SAtRes
Research
Research
We understand automated reasoning as the algorithmic exploration of a formal rule set in order to deduce relevant properties.
The many use cases of automated reasoning include electronic hardware design, mathematical theorem proving, and verifying the security, correctness, and fairness of critical systems.

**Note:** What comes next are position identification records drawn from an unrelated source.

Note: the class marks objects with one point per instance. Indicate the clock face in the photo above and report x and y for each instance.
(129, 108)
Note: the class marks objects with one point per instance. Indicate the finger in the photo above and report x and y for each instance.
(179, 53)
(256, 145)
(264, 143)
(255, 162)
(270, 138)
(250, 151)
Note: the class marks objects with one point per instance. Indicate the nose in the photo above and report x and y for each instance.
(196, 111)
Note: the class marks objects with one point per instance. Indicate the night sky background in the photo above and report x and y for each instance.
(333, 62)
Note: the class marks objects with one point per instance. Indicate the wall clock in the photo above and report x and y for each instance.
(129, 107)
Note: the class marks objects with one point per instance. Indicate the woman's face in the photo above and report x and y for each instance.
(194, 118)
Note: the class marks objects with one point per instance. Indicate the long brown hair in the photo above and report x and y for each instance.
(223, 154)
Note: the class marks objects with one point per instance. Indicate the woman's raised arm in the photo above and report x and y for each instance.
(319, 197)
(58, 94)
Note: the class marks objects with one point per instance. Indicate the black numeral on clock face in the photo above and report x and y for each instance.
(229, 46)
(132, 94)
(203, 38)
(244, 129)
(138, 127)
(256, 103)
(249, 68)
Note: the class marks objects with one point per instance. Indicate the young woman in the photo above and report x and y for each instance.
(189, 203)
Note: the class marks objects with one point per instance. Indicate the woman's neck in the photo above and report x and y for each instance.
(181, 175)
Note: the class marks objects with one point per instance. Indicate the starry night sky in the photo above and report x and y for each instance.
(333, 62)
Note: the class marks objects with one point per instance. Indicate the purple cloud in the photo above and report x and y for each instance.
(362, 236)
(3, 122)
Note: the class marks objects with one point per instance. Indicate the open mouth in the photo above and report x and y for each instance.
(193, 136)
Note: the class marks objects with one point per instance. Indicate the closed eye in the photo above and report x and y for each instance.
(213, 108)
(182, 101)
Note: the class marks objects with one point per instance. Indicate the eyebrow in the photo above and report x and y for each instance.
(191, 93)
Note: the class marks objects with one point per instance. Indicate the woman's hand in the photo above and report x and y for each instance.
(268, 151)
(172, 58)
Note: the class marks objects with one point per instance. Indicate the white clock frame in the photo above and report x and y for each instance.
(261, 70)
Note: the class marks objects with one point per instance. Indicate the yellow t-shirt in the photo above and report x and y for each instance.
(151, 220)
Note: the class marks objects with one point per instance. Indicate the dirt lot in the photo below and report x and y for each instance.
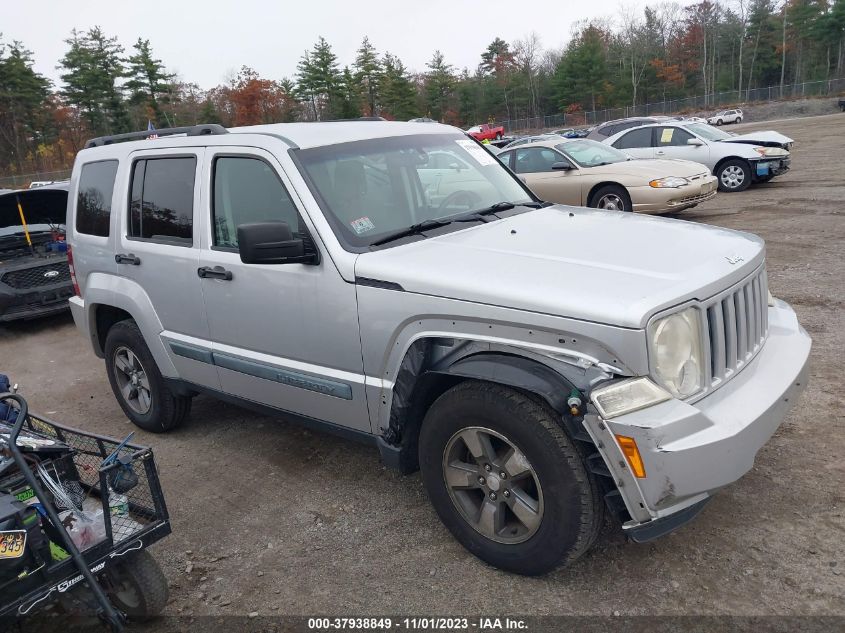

Our aim is to study and advance the algorithmic toolbox at the core of automated reasoning with a distinct focus on parallel and distributed algorithms. Notable examples for such tools include propositional satisfiability (SAT) solving, Satisfiability Modulo Theories (SMT), Bounded Model Checking (BMC), combinatorial optimization (e.g., MaxSAT), and automated planning and scheduling.
Projects
The proposal From Mavericks to Teamplayers: Fostering Solver Cooperation in Distributed SAT Solving was awarded with a 2024 Amazon Research Award, with Prof. Armin Biere (University of Freiburg) as Principal Investigator, Dominik Schreiber (SAtRes) as associated personnel and (de facto) Co-PI, and Prof. Peter Sanders (Algorithm Engineering, ITI, KIT) as cooperation partner.
KiKIT is a pilot programme in the Helmholtz Association to evaluate the potential and the need of an integration of basic and foundational research into Helmholtz’ mission of provisional research.
The platform Mallob (Malleable Load Balancer, or Massively Parallel Logic Backend) is a distributed platform for processing automated reasoning tasks in modern large-scale HPC and cloud environments.